Author’s Note: This piece is the first short story I have ever had published. It was published in Polar Expressions Publishing’s short story anthology ‘Let There Be Dragons’ in the early spring of 2014.
The summer I turned sixteen, Grandpa taught me how to drive. Most kids learn in a parking lot, but I was taught on the back roads in a truck that was as ancient as Grandpa himself. That truck was my baby: rust-red with windows that had to be rolled down all the time because the AC was busted and summer in Kansas is hotter than hell. I went out driving every day. Because I’d be damned before I spent all day inside. ‘Course I technically shouldn’t have been driving on my own, but it was a small town and grandpa knew the sheriff and the sheriff knew me.
None of us gave a damn.
I had been living with Grandpa just shy of six months at the time. The only time we were more than civil with each-other was when we were driving. That’s only ‘cause we were both so focused on the car we didn’t notice each-other. I guess I reminded him too much of Ma and he reminded me too much of Pa for us to get along. Nobody likes a constant reminder of people buried six-feet-under who you never got to say a proper goodbye to. Nobody likes a ghost, especially a living one.
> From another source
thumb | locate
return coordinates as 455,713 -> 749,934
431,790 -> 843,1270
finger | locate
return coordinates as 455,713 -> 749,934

The summer I turned seventeen, things happened a little differently. Reason being, you could hardly call it summer. It rained until I was sure God was trying to wash Kansas clean-off the map.
It was also the summer I took the truck out driving and never came back.
Call it selfish, but in that house I felt like I was being condensed into a preservative jar and later I’d be cracked open and have my insides eaten. And maybe I felt a little bit guilty, but that didn’t stop me from leavin’.
It rained hard that night. I could barely see, but I still kept on driving because if Pa taught me one thing, it’s that once you make a choice you can never go back.
I didn’t stop until I reached the city. Haven’t gone back since. It’s been five summers since then. In all that time, I haven’t driven the truck once. I just can’t bring myself to touch her.
See the windows don’t roll down anymore. They haven’t since that night in the rain. No matter how many mechanics I take her to, none of them can fix her. But every time I think of scraping her, my hands start shaking and Grandpa’s face flashes in front of my eyes. It always ends the same way; with me cracking a window, gulping back air, and then turning around, pretending to have regretted nothing.